Crowds moved in a steady stream beneath the blue canopies of around 50 stalls set up in the shadow of the historic Riccarton House. Displayed was a tantalising line-up of innovative morsels. I started my culinary journey with two small puffy Dutch pancakes called poffertjes. I then moved on to taste Lupo’s delicious organic vegan nut cheeses, tried Feijoa syrup and hazelnuts oils fresh from Rangiora, ate a Stewart Island oyster pie and an empanada, and tossed back a lip-smacking juice of fresh beetroot, apple and ginger. 

That was breakfast, and I needed a break. I sat on the banks of the Avon and watched two mallard ducks scavenging for their own feast.

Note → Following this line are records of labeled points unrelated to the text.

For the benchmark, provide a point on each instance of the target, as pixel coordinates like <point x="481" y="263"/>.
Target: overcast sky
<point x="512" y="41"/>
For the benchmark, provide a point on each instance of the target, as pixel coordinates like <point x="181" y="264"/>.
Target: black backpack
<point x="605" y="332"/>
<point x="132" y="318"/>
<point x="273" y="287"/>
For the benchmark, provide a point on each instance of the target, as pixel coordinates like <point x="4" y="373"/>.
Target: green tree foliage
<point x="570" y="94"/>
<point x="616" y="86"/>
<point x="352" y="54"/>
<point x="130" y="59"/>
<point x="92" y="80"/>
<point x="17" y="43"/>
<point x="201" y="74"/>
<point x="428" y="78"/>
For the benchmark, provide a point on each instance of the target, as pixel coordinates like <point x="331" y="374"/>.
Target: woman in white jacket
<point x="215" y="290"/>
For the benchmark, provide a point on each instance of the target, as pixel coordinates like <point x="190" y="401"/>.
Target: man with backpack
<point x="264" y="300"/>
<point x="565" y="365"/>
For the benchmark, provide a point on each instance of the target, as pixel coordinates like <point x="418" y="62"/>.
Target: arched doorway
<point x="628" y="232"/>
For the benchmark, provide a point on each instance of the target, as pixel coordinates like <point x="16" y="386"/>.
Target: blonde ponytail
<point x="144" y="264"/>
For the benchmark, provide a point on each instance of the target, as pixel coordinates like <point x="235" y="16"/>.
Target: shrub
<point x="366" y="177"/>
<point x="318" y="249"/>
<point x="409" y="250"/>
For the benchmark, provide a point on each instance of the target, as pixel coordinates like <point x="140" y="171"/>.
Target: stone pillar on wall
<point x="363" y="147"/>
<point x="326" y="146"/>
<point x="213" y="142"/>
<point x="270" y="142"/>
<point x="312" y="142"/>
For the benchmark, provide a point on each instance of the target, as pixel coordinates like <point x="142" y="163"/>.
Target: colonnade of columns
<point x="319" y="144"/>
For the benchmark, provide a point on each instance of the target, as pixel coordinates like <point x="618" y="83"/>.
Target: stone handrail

For morning tea, I managed an authentic Indian chai made with seven spices. It was aromatic and filling, and I am sure it was good for me. On a low stool sat a thin Japanese man placidly cooking ‘medicinal’ shiitake mushrooms in a small fry pan. He assured they were good for me, but by then, I’d switched to a sampling-only phase. A Spanish man called Mariano offered me his authentic Spanish chorizo. I tasted Ali McGregor limoncello, a Ninja teppan burger, 11 styles of olives from The Volcano Market, and as much as I could manage from the array of locally made cheeses, oils, chutneys, and baking.

I stoically ignored the plethora of good-for-me fresh produce, but around lunchtime, I managed a salty, fatty, and downright delicious bacon sandwich that the vendor assured would make me a happier person. And it did. I waddled off for a walk through Dean’s Bush feeling that life was good.